[mythtvnz] Using the Freeview EPG guide in MythTV
David Moore
dmoo1790 at ihug.co.nz
Sat Mar 7 00:48:22 GMT 2015
On 07/03/15 11:45, Paulgir wrote:
>
> I see the Freeview DVB-T EPG now has 8 days of data included.
> Up until now I have been using http://epg.org.nz data.
> If I want to use the over-the-air guide,can I just check the "use on
> air eit" boxes in Myth Backend set up and disable the running of
> tv_grab_nz-py ? or is there other set up necessary?
>
> Paul
>
Interesting. If I feel the urge I will investigate further. But I am
also somewhat disturbed by related things I have just read regarding
what TVNZ and the BBC are doing. Here is a quote from the "Metadata"
section at http://en.wikipedia.org/wiki/Freeview_%28New_Zealand%29.
"During the third week of December 2014, TVNZ tested using the same
Huffman look-up tables the BBC implemented to force viewers to use
approved Freeview receivers that restrict HD recording and viewing. The
Huffman tables are being used to compress the EIT text used for
terrestrial schedule event names and descriptions. From March 2015, TVNZ
began compressing the EIT schedule again. Compressing the EIT text in
the schedule would not achieve the same receiver use given the
terrestrial EIT only has limited programme details. Receivers that don't
use the BBC huffman tables will either display no details or display
garbage characters."
If TVNZ is really compressing the EIT using Huffman coding then the
MythTV EIT decoding code must be pretty clever to decompress it without
access to the Huffman lookup table(s). (Unless the Huffman table is
embedded in the EIT data in some standard way maybe?)
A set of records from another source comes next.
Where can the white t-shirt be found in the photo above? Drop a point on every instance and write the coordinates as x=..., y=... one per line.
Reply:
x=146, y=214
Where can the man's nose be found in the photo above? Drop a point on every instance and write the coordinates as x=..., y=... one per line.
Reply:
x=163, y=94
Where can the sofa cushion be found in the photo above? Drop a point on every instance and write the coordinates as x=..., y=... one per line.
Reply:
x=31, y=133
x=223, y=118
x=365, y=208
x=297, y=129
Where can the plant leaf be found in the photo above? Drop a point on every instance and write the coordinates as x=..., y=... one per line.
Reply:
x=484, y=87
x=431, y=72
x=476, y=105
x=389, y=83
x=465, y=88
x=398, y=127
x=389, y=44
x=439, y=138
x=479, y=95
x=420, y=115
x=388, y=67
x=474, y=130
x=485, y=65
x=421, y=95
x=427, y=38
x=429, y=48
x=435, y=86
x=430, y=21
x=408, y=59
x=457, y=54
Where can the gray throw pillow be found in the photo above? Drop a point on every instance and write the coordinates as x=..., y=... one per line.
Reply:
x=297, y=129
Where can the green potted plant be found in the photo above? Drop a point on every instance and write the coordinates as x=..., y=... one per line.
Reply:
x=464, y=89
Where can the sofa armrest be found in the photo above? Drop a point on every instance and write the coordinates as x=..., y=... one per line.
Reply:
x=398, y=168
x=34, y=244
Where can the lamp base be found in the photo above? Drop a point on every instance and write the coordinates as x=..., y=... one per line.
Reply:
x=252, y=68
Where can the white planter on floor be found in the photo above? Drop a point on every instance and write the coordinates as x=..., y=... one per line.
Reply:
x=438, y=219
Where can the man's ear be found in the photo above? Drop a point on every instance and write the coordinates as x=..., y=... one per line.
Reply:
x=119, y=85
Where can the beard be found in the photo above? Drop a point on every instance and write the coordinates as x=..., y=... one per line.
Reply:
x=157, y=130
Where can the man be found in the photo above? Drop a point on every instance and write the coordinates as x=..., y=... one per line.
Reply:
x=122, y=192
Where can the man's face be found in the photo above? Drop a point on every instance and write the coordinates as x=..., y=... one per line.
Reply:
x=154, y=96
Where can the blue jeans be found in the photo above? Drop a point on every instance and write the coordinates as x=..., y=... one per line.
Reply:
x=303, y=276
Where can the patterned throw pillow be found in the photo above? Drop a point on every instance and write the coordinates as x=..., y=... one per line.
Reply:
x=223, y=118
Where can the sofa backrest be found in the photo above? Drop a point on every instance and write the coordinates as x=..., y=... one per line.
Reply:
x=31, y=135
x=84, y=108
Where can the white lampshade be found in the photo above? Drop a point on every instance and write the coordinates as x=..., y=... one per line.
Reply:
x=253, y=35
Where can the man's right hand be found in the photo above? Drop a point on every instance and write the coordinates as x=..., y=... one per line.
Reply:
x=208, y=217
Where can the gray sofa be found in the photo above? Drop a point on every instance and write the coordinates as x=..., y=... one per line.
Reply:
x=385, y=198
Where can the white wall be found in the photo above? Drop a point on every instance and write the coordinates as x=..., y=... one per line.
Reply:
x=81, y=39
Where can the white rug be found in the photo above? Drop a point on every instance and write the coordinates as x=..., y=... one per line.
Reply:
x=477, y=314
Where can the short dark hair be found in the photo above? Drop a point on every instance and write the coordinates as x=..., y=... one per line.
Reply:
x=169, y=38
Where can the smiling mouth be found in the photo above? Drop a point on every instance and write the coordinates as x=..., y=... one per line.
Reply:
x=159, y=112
After reading about how the BBC got OFCOM approval to implement "content
protection" for their HD service and some of the interweb comments about
how this could affect MythTV users I am nervous about TVNZ's plans. As
the paragraph above from Wikipedia says you can't decompress data that
has been compressed with Huffman coding unless you know the Huffman
decoding tree/lookup table. If TVNZ (and others?) follow the BBC path
and compress the EPG and require users to get a licenced copy of the
Huffman table then we'll lose our relatively simple access to the EPG
over the air.
Also it could be the thin end of the wedge heading towards encryption of
"premium" content although I don't see why this would be allowed on
Freeview. But given what OFCOM allowed the BBC to do you never know what
warped reasoning might allow Freeview content to be encrypted.
Hopefully my fears are completely ungrounded and we can continue on our
merry, open source way with our EPG and recording working fine.